A simple Excel worksheet mistake caused a change in economic policy. Was it a user’s mistake or Microsoft’s?
A few weeks ago, came the news that a much-quoted academic paper was based on a faulty Excel worksheet.
The paper titled “Growth in a Time of Debt.” from Reinhart & Rogoff was widely used to support the idea of limiting government expenditure during the fiscal crisis. If the proper Excel formula was used on all the data, the opposite conclusion would have been reached.
They concluded (wrongly) that there was a 0.1% decrease in economic growth across various countries when the real figure was 2.2% Increase.
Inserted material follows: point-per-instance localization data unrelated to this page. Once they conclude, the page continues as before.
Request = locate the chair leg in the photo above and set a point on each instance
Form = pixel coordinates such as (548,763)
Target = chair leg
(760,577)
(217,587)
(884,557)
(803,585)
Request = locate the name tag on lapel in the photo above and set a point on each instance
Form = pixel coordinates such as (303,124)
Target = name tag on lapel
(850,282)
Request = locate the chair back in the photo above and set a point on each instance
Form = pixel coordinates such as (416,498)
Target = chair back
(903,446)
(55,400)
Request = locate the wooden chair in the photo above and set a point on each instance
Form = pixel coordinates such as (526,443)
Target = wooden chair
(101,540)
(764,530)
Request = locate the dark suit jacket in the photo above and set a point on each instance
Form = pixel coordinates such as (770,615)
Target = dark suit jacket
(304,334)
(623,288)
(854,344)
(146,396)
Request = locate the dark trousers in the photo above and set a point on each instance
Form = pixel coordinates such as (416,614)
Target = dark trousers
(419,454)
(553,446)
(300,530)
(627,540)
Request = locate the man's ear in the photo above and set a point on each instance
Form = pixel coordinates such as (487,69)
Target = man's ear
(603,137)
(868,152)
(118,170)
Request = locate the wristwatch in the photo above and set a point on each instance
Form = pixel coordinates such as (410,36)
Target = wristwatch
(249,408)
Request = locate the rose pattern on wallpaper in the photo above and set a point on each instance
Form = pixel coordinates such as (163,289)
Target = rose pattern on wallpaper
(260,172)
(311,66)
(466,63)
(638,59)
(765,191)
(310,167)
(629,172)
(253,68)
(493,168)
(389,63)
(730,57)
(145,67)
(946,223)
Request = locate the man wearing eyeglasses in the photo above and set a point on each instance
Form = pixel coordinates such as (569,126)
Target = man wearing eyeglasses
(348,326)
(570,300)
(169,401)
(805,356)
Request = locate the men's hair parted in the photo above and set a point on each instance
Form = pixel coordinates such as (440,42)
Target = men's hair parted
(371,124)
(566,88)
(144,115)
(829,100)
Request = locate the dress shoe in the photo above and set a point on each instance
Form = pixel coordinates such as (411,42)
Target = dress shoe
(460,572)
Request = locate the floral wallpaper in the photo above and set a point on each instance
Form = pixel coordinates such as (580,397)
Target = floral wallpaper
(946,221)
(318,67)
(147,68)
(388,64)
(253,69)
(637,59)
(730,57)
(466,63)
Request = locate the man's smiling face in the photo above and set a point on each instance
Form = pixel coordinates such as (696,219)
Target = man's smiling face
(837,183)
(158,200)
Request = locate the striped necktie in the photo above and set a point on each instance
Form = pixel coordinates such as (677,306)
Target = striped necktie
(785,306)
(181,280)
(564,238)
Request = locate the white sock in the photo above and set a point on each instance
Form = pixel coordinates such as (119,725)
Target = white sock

A difference of 2.3% seems small but that’s a massive difference when we’re talking about economic growth of countries.
There were several problems with the calculation and methodology. We don’t intend to deal with the level of disclosure nor conclusions in the paper let alone the subsequent use in economic policy. That’s an economic and political area that us mere computer nerds are quite unqualified to comment upon.
We’ll just look at the mistake made in Excel. Paul Krugman called it a ‘coding error’ and that phrase was used elsewhere without further detail. The term ‘coding error’ led us to expect that some complex Excel macro or long formula was wrong – but no.
The ‘coding error’ was a simple mistake that any of us could make, and probably has.
Even more interesting were some problems in Excel. We found some situations where we’d expect Excel to fix or highlight problems in the worksheet but did not.
What went wrong
There are columns of numbers with a row at the bottom showing the Average of each column.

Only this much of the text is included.